When Liam and Torie Finnane welcomed their third child, Maisie, into the world, neither could have imagined how that world was about to change.
The day after leaving the hospital in Orange, in central western New South Wales, Maisie started to experience breathing difficulties, so her worried parents rushed her back to hospital.
Later that night, Torie developed a headache that gradually worsened to the point where she lost the ability to speak.
A day later, in the intensive care unit of the hospital where she had worked as a midwife safely delivering other women's babies, the 34-year-old mum of three died.
As Mr Finnane and the rest of the family were reeling from Torie's sudden death, doctors informed him that there was a possibility the infection had entered Maisie's spinal fluid.
The procedure that was needed to treat the newborn had to be performed at a hospital in Sydney.

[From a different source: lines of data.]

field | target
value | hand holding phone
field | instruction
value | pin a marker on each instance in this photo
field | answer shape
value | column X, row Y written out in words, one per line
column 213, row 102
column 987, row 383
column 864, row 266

Little Maisie had to be separated from her father and flown to Sydney.
"Given what we'd just been through, obviously I just wanted her to be OK," Mr Finnane said.
Maisie was accompanied by her aunt, Gen O'Hare, who, along with one of her uncles, stayed by her side in Sydney while she received treatment.
Now, a happy and adventurous one-year-old, Maisie is back at home in Orange with her dad, six-year-old brother Ollie, and four-year-old sister Elke.
Legacy for Torie
The anguish of losing Torie in such devastating circumstances has inspired her husband, brother and sister to establish the Torie Finnane Foundation.
The aim of the foundation is to provide more resources and access to training for maternity staff at the Orange Hospital.
"The plan is for midwives and special care nurses to spend a month down in [Sydney] hospitals learning from very experienced obstetricians and specialised nurses … and then bring those skills back into regional areas where they can implement them and teach other people."
The Orange Hospital is now finalising the program with the Royal Women's Hospital in Sydney, and hopes the first placement can start in March 2022.
"That is a really, really unique and privileged situation to be in because you don't have to actually go and get a job in Sydney," Orange Hospital general manager Catherine Nowlan said.
"Yet you get to work in that environment and receive the specialist skills and knowledge that they can impart to our teams.
"Investing in them means we invest in patient safety and clinical care in our community."
The foundation is initially focusing its efforts on the Orange Hospital, where Torie worked as a midwife and gave birth to Maisie, but wants to improve maternity services across NSW.
"Orange is a big regional centre and we pull from a big geographical area and the staff in the special care nursery here were fantastic and we've got nothing but praise from our particular situation," Mr Finnane said.
"But if you compare the special care nursery in Orange to Royal Women's in Randwick for example, those are specialised NICCU [newborn and infant critical care unit] staff who only work in the NICCU."
A series of events is being planned to start raising money to fund the placement program.